Is “The Hateful Eight” racist? Homophobic? Sexist? Is it all three? Quentin Tarantino films are controversial, but none have been as divisive as his 70mm Western spectacular, which has been, especially among critics, deemed officially problematic. Some have said it’s the juvenile movie his detractors often say his films are: merely out there to push buttons. Others go farther: they accuse it of the very bigotry it may or may not be condemning.
This has made discussing the film a little uncomfortable. When accusations get that extreme, and when people get that upset about it, one doesn’t want go in, guns blazing, about how one disagrees. So I say this cautiously and respectfully: I don’t think it’s racist, homophobic or sexist. I think it’s an examination of those traits, not an embodiment thereof. I don’t think it’s just trying to get a rise. And like “Django Unchained,” it makes bigotry one of its main focuses, if not the main one.

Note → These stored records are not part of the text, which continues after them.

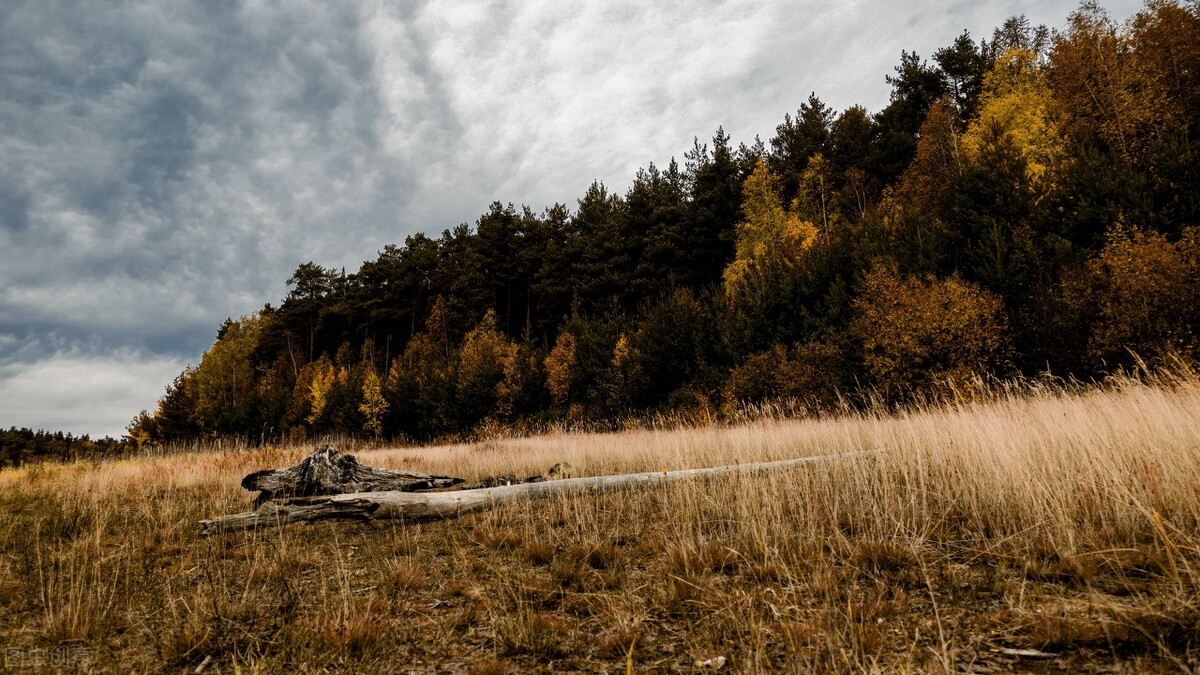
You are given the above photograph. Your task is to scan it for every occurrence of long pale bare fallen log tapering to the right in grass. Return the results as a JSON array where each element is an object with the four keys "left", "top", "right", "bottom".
[{"left": 200, "top": 453, "right": 874, "bottom": 536}]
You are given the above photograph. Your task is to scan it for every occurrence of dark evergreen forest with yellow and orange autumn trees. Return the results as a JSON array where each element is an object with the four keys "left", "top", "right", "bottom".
[{"left": 127, "top": 0, "right": 1200, "bottom": 447}]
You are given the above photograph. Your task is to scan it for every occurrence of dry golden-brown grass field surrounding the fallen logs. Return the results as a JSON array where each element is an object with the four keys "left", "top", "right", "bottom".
[{"left": 0, "top": 375, "right": 1200, "bottom": 673}]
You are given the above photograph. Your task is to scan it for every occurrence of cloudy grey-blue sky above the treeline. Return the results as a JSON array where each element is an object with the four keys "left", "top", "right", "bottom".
[{"left": 0, "top": 0, "right": 1140, "bottom": 437}]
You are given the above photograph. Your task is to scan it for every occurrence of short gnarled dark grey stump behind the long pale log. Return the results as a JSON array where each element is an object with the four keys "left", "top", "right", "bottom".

Nothing in Tarantino films can be taken at face value; everything is loaded with multiple meanings. When he quotes older movies in his own movies, it isn’t mere fanboy homage; he’s repurposing his old faves to his own devices. Likewise, he doesn’t come out and say what “The Hateful Eight” is trying to say. Finding the way to the center of “The Hateful Eight” is like being lost in a labyrinth. Not only is there no moral center — a good person, like Django, who stands for something good — but Tarantino goes out of his way to offend, only to subtly tip his hat that he’s on the side of the angels.

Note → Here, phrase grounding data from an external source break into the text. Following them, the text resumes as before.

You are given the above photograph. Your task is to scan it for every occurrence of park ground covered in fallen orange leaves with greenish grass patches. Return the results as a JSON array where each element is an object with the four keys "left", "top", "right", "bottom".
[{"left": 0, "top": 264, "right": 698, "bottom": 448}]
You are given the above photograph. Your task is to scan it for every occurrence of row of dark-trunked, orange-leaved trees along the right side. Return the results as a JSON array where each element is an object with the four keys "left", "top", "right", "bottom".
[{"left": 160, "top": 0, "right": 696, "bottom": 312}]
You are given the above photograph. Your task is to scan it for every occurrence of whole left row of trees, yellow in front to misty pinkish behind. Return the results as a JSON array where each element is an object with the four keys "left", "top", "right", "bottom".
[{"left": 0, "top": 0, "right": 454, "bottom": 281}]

Every character is a villain, but they’re more than venal: They’re each a strand, and often two or three, of bigot. Everybody who’s not Samuel Jackson’s Major-turned-bounty hunter Marquis Warren hates him because he’s black. Some, like the ex-Confederates General Smithers (Bruce Dern) and maybe-sheriff Chris Mannix (Walton Goggins), have deep-seated loathing. Others, like fellow bounty hunter John Ruth (Kurt Russell), have a very, very, very begrudging semi-respect. (Ruth calls black people “darkies,” because he thinks they prefer it.) Warren has been able to survive because he’s found a way to navigate through a sea of racism, often through deceit. His most prized possession is a letter from his good pen pal, Abraham Lincoln, which he later reveals is a forgery. To live among white people, he has to keep on his toes.

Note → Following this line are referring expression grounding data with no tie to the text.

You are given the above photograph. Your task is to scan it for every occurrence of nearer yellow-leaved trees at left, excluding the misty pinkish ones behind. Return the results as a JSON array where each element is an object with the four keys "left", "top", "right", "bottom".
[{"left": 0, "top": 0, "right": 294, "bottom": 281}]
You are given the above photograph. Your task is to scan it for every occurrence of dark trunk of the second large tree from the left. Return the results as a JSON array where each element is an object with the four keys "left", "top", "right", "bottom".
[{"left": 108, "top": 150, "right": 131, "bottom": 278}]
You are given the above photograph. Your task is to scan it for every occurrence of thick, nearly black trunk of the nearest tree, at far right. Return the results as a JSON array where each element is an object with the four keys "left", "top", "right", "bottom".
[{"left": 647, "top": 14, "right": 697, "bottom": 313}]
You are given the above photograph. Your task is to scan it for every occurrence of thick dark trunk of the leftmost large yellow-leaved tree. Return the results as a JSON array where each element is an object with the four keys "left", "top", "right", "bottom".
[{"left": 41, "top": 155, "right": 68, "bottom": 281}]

Warren, however, is not the most hated person in “The Hateful Eight.” If there was a ladder of bigotry amongst the film’s characters, he’d be three rungs from the bottom, followed by Demian Bichir’s “Bob,” a Mexican in a broad Speedy Gonzalez accent, and then, all the way down there, bandit Daisy Domergue (Jennifer Jason Leigh), i.e., the lone principal woman. Domergue spends the movie routinely beaten into submission, most often by Ruth, to whom she’s shackled on way to a hanging.